"In the beginning... was the command line" Years ago, we didn't have fancy frameworks that handled our distributed computing for us, or applications that could read files intelligently and give us accurate results. If we did, it was very expensive or only worked for a small problem set, very few people had access to this technology, and it was mostly proprietary.
For newcomers to the world of data science, you might have used the command line for a small number of things. Maybe you moved a file from one place to another using mv, or read a file using cat. Or you might have never used the command line at all, or at least not for data science. In this book, we hope to show you a number of tools and ways you can perform some everyday tasks that you can do locally, without using today's buzzword framework.
We created this book for the folks who have little to no experience with the command line, and perform a lot of data extraction, modelling, parsing, and analyzing. This doesn't mean that if you do have a lot of command-line experience (a lot of DevOps and systems folks do), you shouldn't read this book. In fact, you might pick up a couple commands and techniques that you haven't used before.
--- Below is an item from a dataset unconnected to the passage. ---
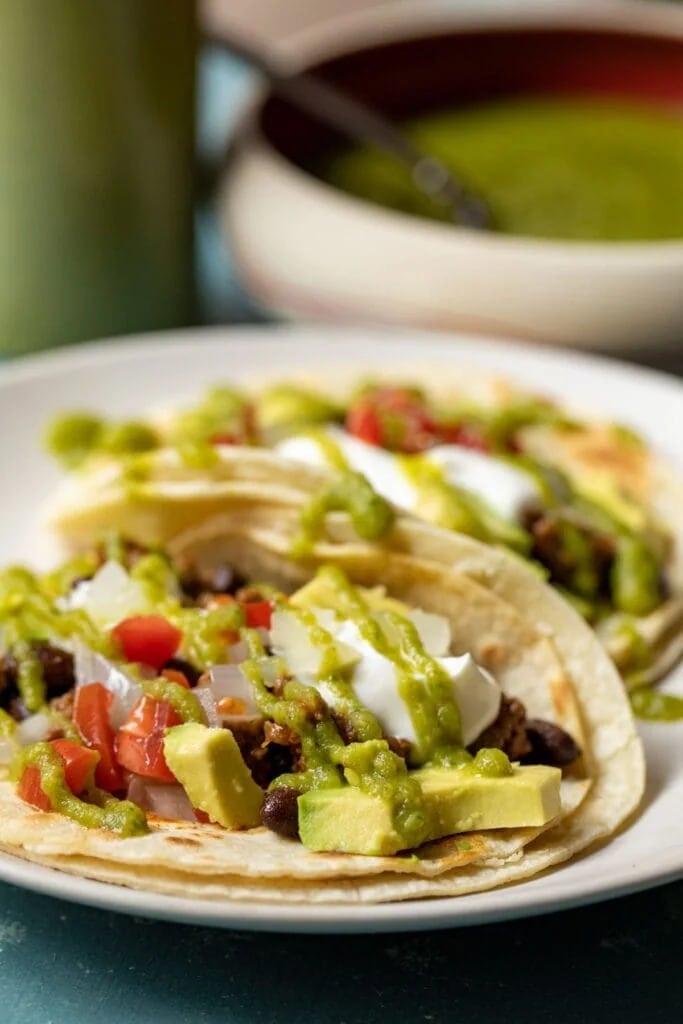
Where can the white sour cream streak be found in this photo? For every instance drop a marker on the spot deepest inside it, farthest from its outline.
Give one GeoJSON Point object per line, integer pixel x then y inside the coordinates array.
{"type": "Point", "coordinates": [507, 491]}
In this chapter, we will cover the following topics:
- The history of the command line
- Language-focused shells
- Why use the command line?
We will also walk through the setup and configuration of the command line with the following operating systems:
- Windows 10
- Mac OS X
- Ubuntu Linux
If you are running a different operating system, we suggest obtaining an instance from a cloud provider or using the Docker container that's provided in this book.